For systems modeled by partial differential equations (PDE's), the location and shape of the actuators can be regarded as a design variable and included as part of the controller synthesis procedure. Optimal actuator location is a special case of optimal design. Appropriate actuator location and design can improve performance and significantly reduce the cost of the control in a distributed parameter system.

For linear partial differential equations, the existence of an optimal actuator design for a number of cost functions has been established. However, many dynamics are affected by nonlinearities and linearization of the PDE can neglect some important aspects of the model. The existing literature uses the finite-dimensional approximation of nonlinear PDE's to address the optimal actuator design problem. There are new theoretical results on the optimal actuator design of nonlinear PDE's in Banach spaces.

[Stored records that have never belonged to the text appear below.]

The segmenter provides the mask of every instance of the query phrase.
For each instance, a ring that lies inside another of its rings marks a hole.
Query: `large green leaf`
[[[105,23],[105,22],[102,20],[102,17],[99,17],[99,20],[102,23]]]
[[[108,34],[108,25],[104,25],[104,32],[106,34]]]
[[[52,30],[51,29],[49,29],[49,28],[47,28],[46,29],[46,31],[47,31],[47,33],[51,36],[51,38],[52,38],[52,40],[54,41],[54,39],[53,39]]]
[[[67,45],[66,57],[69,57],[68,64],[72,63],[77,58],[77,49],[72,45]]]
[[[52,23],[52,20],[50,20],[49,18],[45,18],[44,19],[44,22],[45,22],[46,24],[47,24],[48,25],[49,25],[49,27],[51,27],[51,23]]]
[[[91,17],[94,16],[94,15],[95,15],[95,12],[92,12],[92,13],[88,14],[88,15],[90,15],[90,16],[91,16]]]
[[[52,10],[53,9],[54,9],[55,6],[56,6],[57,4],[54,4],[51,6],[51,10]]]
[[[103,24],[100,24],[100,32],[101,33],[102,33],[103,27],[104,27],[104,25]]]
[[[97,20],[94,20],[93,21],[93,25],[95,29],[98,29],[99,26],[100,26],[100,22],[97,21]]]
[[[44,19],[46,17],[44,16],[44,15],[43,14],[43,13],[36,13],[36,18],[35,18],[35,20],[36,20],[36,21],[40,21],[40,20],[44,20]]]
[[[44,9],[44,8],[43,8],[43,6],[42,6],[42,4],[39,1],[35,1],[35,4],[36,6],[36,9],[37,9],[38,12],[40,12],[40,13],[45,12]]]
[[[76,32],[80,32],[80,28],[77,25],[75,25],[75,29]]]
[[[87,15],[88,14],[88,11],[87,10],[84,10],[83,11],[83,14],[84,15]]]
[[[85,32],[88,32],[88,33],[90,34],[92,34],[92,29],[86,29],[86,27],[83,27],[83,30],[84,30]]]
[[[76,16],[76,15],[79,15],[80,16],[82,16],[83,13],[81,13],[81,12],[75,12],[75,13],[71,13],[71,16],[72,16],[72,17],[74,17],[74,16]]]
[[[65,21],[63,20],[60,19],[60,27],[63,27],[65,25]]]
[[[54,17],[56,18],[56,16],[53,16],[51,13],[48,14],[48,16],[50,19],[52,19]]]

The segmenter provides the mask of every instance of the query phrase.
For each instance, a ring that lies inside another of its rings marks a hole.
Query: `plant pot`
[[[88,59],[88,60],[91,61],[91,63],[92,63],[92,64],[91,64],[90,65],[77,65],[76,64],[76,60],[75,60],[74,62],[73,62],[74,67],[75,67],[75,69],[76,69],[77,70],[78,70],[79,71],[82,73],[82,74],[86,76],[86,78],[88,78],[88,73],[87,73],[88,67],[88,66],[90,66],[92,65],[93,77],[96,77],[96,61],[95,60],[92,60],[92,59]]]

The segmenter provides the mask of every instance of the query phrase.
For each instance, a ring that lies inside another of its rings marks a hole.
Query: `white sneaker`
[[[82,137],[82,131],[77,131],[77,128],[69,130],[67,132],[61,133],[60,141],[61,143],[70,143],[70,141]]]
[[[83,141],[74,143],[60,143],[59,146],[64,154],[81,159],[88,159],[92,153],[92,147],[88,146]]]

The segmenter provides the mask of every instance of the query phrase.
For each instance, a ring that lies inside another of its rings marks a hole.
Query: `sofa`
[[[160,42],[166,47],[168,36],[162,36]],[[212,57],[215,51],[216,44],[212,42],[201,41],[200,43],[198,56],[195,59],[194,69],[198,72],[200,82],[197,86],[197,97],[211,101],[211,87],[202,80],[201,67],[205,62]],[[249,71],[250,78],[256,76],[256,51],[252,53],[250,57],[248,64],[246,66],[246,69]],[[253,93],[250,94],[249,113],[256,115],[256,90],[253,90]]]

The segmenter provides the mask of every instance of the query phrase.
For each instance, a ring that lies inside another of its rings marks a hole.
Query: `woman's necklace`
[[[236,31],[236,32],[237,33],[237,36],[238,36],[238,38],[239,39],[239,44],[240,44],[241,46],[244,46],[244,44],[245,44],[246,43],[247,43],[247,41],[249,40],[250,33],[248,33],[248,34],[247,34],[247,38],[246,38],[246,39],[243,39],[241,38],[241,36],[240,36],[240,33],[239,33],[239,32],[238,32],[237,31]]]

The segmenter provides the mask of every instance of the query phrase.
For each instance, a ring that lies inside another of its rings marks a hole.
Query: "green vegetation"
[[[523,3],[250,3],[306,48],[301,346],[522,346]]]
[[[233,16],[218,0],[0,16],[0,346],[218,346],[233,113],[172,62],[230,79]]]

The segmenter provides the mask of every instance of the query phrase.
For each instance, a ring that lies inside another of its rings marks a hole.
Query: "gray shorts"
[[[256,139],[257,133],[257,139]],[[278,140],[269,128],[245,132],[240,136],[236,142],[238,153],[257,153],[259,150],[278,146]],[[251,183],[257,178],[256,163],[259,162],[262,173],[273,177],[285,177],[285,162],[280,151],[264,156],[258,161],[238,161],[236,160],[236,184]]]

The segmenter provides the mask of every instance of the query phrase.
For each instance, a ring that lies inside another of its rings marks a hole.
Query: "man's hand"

This thesis describes new results on optimal actuator design for abstract nonlinear systems on reflexive Banach spaces. Two classes of PDE's have been studied. In the first class, semi-linear systems, a weak continuity assumption on nonlinearities is imposed to establish optimality results. Two examples are provided for this class including nonlinear railway track model and nonlinear wave equation in two space dimensions. The second class is nonlinear parabolic PDE's. For this class, the weak continuity assumption is relaxed at the cost of imposing assumptions on the linear part of the system. The examples provided for this class are Kuramoto-Sivashinsky equation and nonlinear diffusion in two space dimensions.

Furthermore, a thorough study of optimal actuator location for nonlinear railway track model was conducted. The study begins with investigating the well-posedness and stability of solutions to this model. It is shown that under certain conditions on inputs, solutions to the railway track model are stable. Further on, using optimization algorithms and numerical schemes, an optimal input and actuator location are computed. Several simulations are run for various physical parameters. The simulations show that the optimal actuator location is not at the center of the track, contrary to a common belief. They also show that an optimally-located actuator significantly improves the performance of the control system.